Advocates for bringing it back home, take heed: It’s easy to make the case for reshoring not just with dollars and sense, but common sense.

Show me what you got

I got my first real taste of old-fashioned, machismo-fueled negotiation when I wrecked my car earlier this year. Thankfully, I wasn’t the driver to blame, wasn’t hurt and was driving a 15-year-old parental hand-me-down I secretly wished would suffer that fate. Nonetheless, one totaled vehicle meant finding another with a settlement check from an insurance company in tow – and both of those would put me face-to-face with people who assured me they were giving me the best deal they could but were clearly lying through their teeth.

In both scenarios, I (naturally) feel I came out on top in retrospect. Talking an insurance adjuster into a few hundred extra dollars is no small feat and my performance in the car salesman’s office would make Ryan Gosling jealous.

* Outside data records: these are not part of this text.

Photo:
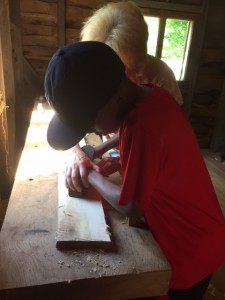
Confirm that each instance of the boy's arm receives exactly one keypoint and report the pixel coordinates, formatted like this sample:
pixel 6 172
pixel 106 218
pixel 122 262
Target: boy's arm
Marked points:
pixel 110 192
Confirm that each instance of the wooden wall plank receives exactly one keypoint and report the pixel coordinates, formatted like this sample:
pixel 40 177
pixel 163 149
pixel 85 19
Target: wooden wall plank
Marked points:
pixel 36 6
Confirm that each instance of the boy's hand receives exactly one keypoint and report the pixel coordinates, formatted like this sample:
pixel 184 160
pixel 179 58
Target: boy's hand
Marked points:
pixel 77 169
pixel 109 165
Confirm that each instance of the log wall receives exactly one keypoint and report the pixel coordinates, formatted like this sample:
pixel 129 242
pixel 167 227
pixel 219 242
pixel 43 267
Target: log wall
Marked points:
pixel 41 29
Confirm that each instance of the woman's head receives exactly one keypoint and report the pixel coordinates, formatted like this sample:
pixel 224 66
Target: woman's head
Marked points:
pixel 122 26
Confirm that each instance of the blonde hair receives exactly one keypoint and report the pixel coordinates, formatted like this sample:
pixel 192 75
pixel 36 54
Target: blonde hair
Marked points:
pixel 120 25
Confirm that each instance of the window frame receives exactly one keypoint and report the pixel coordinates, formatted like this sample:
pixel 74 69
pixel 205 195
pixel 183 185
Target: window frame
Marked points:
pixel 198 13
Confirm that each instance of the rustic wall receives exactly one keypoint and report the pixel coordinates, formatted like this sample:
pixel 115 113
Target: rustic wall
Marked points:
pixel 211 74
pixel 40 32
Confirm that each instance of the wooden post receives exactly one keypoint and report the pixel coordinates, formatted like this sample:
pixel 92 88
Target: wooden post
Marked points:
pixel 7 132
pixel 218 139
pixel 61 23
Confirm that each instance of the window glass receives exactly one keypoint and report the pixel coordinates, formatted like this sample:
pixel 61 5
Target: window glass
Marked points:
pixel 176 45
pixel 176 42
pixel 153 29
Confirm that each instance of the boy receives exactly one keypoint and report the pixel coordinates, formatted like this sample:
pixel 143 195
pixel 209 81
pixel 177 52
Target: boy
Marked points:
pixel 163 172
pixel 121 26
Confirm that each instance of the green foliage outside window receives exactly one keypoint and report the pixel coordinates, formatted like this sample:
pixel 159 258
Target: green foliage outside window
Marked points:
pixel 174 39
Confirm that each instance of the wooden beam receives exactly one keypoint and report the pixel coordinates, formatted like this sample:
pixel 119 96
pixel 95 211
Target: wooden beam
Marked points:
pixel 169 6
pixel 8 85
pixel 32 79
pixel 162 25
pixel 218 139
pixel 195 55
pixel 61 23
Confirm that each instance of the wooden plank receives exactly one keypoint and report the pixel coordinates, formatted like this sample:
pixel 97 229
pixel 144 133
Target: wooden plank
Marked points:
pixel 81 221
pixel 33 268
pixel 134 268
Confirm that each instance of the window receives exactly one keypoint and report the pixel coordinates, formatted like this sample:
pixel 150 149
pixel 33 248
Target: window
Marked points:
pixel 170 39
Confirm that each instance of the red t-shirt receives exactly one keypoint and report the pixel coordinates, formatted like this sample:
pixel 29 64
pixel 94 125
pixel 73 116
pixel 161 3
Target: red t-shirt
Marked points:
pixel 165 175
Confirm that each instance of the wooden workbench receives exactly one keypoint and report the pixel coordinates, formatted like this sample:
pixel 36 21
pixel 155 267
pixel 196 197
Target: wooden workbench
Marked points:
pixel 31 267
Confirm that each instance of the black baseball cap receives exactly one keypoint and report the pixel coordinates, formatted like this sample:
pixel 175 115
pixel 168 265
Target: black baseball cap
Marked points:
pixel 80 79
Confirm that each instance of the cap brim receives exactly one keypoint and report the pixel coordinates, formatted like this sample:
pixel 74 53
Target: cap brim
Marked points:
pixel 62 137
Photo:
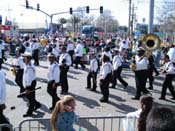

I thought about both of those negotiations last week, when the Center for Operational Excellence hosted a forum for our member companies’ administrative assistants. The brave souls that trekked through an unusually blustery and snowy Columbus day got a hands-on crash course in negotiation from Maggie Lewis, a lecturer in the Fisher College of Business. Unfortunately, that thinking led me to realize the kind of negotiating I did wasn’t that tricky. I cared nothing for the results or the feelings on the other end of the table, a classic “win-lose scenario.”

Maggie Lewis
Maggie Lewis, presenting at COE’s administrative assistants forum

The kind of negotiating we do in our lives as lean thinkers is much tougher than balking at a sticker price. In a realm where responsibility is shared, blame is avoided at all cost and flow requires buy-in and cooperation from everyone involved, negotiation is a tightrope walk. On one end is the current state, riddled with problems and inefficiencies, and on the other is the future state your pursuit of operational excellence will take you. The last thing you need is a disgruntled colleague with a good pair of garden shears.

Lewis during her presentation made a few comments that struck me for their deep relationship to lean principles, chief among them: “Negotiation is just problem solving.” Any manager could tell you that sentence works in both directions.